THE SUNDAY TELEGRAPH – 02 August 1998
Why do women have such large breasts?
BIG BREASTS have been in the news a lot over the past month. First there was the “whiplash" case, when a 38-year-old physical therapist, Paul Shimkonis, claimed to have suffered a whiplash injury after a blow to his head from the size 69HH breast belonging to a stripper, Miss Tawny Peaks (not, apparently, her real name).
Mr Shimkonis’ allegations that Miss Peaks’ breasts were like “two cement blocks” was dismissed, following an examination by a female official of the court who found them to be “soft”.
Next, the United States company Dow Corling has agreed to a court ruling requiring it to pay sums of up to $250,000 to 170,000 women allegedly suffering long-term chronic illness from its silicone breast implants. The company denies liability, but the $3.2bn “compensation” deal is the price it has to pay to avoid bankruptcy from continued litigation.
Most recently, an independent inquiry in Britain (the third) has found these alleged health hazards of breast implants to be unfounded. “The suggested link with any significant disease does not stand up to scientific scrutiny,” according to the inquiry’s chairman, Roger Sturrock, Professor of Rheumatology at Glasgow University.
It is certainly a topsy-turvy world when people can voluntarily submit themselves to major surgery solely for aesthetic reasons, and then be rewarded with large sums of money for problems (real or imaginary) that are, it would seem, unrelated to the original operation.
In their different ways, both the case of Miss Peaks and the silicone implant controversy touch on one of the profoundest of all the mysteries of human biology: why do women have prominent breasts in the first place?
The shape of the human breast is quite unique in the first order of mammals, the primates, to which we belong. Among “our cousins”, the monkeys and the great apes, the breast of the female enlarges only slightly, even during pregnancy and lactation, and in the non-pregnant state remains almost completely flat, with merely the nipple projecting.
There is, needless to say, no satisfactory explanation for the astonishing discrepancy in breast size between other primates and ourselves. Dr Ashley Montague, an American physician, has suggested that it may act as a compensatory mechanism for the greater vulnerability to the cold of early humans (especially at night), due to their loss of hairiness.
“In most non-literate societies, fat women will be preferred to thin ones,” he writes. “Love in a cold climate is considerably assisted by central heating, and the forerunners of central heating in prehistoric times were fat ladies. Fat ladies have large breasts and this would have contributed to their increased size.”
The whimsicality of such Darwinian explanations only underlines the difficulty of explaining the unique human physical characteristics – such as breast size – in evolutionary terms.
And so, in the absence of any obvious functional purpose for the greater protuberance of the human breast, it is probably safe to infer that its shape is simply a defining characteristic of what it means to be human and female, and attractive to men.
It is thus entirely predictable that the flat-chested should seek the surgeons’ help in “breast augmentation”; and that, despite all the scares and litigation, they continue to do so and are very pleased with the results, with more than 90 per cent claiming “complete satisfaction”. There is, none the less, a very important warning in the litigation over silicone breast implants. It illustrates the collapse of standards of middle-class professional life.
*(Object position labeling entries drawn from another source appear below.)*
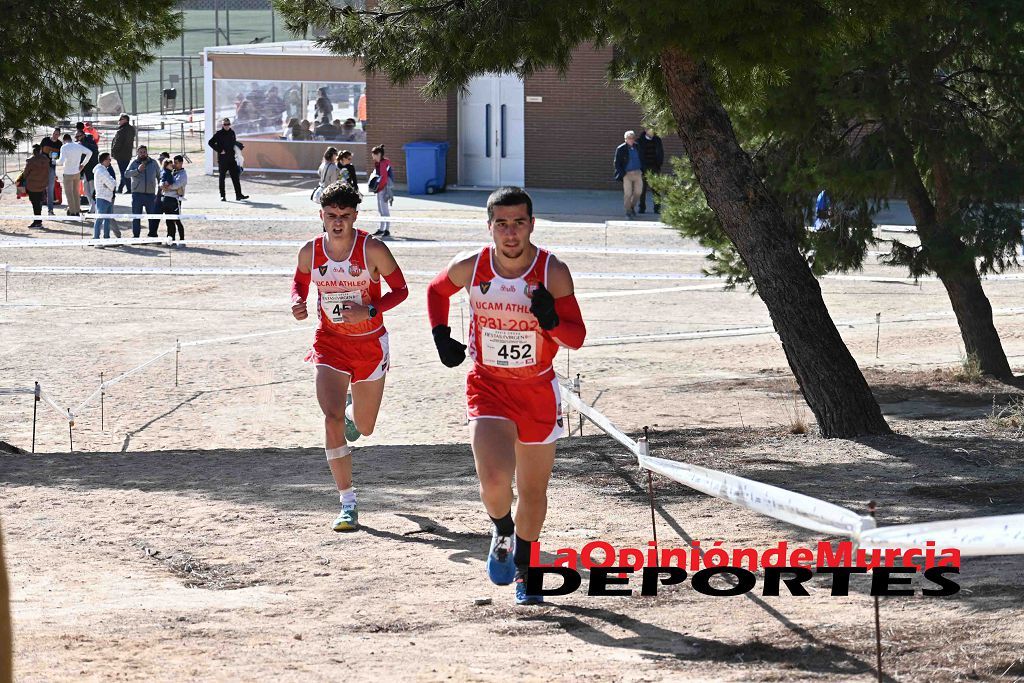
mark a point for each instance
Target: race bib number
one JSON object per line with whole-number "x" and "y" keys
{"x": 509, "y": 348}
{"x": 333, "y": 303}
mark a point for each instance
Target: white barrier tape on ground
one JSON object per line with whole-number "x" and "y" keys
{"x": 1001, "y": 535}
{"x": 314, "y": 219}
{"x": 778, "y": 503}
{"x": 28, "y": 243}
{"x": 138, "y": 270}
{"x": 228, "y": 340}
{"x": 784, "y": 505}
{"x": 62, "y": 412}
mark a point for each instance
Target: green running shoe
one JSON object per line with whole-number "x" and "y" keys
{"x": 348, "y": 518}
{"x": 351, "y": 432}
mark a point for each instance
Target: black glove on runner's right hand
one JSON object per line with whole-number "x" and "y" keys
{"x": 451, "y": 351}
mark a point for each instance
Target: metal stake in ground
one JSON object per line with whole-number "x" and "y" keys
{"x": 878, "y": 622}
{"x": 35, "y": 408}
{"x": 579, "y": 392}
{"x": 645, "y": 451}
{"x": 878, "y": 334}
This certainly applies to the litigant lawyers, whose greed, venality, subterfuge, harassment of critical witnesses and complete disregard for the truth in pursuit of the big payout (and their own handsome cut) have been brilliantly documented by the executive editor of the New England Journal of Medicine, Marcia Angell, in her recent book, Science on Trial.
But it also applies to doctors – or, at least, to some doctors. The evidence that breast implants cause long-term serious illness is nugatory, but the procedure of placing a foreign object into the breast has to be done properly, and for the right reasons.
It is quite clear that even in Britain this does not always happen. An undercover survey of private clinics by Which? magazine last October revealed that high-pressure sales techniques were being used to cajole women into having the operation. And if the operation is botched (or, indeed, was unnecessary in the first place), then it is hardly surprising that some women should seek compensation on any grounds.
There are a lot of “cowboys” out there, and anyone contemplating surgery should, as a preliminary step, send a large sae for a list of reputable practitioners to: The British Association of Aesthetic Plastic Surgeons, Royal College of Surgeons, 35 Lincoln’s Inn Fields, London WC2A 3PN.